China has sent over 100 Christians to "re-education" camps in the northwestern province of Xinjiang in the last few months to show them how to be loyal to the Communist Party's ideology, according to sources cited by Open Doors.
A number of the Christians sent to the camps in Xinjiang had a Muslim background and were from the Uyghur ethnic minority group. A local church member said some were detained for one month, while others stayed for more than six months, Keep the Faith relayed.
The wife of a Christian community leader who came from a Muslim background has not had any news about her husband since he was taken away. Although she was worried about his condition there, she believes he will still serve God's purpose there.
"I don't know where my husband is right now, but I believe that God still uses him in prisons or camps," the community leader's wife said. "Sometimes I am worried that he doesn't have enough clothes to keep warm in the prison."
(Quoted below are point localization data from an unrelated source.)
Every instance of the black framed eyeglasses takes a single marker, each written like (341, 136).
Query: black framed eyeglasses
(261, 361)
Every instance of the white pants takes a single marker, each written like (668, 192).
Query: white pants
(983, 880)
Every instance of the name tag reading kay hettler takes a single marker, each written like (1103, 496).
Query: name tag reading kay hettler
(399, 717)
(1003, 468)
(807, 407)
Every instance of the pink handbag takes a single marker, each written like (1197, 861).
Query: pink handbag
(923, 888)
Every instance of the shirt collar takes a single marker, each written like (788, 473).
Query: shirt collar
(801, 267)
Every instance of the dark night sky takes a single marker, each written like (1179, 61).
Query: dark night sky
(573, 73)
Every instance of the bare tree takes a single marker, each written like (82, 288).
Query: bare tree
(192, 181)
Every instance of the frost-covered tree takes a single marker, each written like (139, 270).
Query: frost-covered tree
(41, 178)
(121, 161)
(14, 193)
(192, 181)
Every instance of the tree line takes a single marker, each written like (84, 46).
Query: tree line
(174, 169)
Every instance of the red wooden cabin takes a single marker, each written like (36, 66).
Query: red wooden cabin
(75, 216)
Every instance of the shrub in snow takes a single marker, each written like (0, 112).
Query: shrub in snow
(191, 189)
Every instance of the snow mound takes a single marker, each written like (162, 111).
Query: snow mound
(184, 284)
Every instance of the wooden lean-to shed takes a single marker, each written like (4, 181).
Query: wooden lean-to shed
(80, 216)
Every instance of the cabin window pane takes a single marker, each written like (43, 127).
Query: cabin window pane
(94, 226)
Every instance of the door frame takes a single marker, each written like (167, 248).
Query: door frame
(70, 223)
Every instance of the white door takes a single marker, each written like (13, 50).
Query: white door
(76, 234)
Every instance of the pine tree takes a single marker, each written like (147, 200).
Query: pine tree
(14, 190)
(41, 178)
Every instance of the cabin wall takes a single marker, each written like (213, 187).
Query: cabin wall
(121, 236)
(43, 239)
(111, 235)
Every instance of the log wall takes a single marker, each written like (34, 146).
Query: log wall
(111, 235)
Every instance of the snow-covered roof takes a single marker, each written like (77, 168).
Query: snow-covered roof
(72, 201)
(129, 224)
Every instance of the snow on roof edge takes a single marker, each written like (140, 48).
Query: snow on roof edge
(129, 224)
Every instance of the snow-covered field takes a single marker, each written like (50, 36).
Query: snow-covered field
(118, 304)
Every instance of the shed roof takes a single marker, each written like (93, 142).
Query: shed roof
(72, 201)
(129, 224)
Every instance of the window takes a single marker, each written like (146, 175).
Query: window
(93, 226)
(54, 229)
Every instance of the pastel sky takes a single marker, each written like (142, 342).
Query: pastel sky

The government has reportedly targeted Uyghurs in its "anti-terror" campaign in the last few years. Uyghurs who have embraced the Christian faith have been snagged in the said crackdown.
In the Muslim-majority county of Linxia in Gansu province, the district education bureau has banned kids from participating in religious events during their winter break. The bureau's announcement came amid authorities' effort to gain more control over religious education in the area, Reuters reported last month.
In the city of Wenzhou, which is also referred to as "China's Jerusalem" because of its large Christian population, Sunday School lessons were banned last summer. However, parents resorted other ways to pass on their religious teachings to their children despite the ban.
While the Chinese constitution supposedly ensures religious freedom for all its citizens, there are also rules against using religion to hinder state education.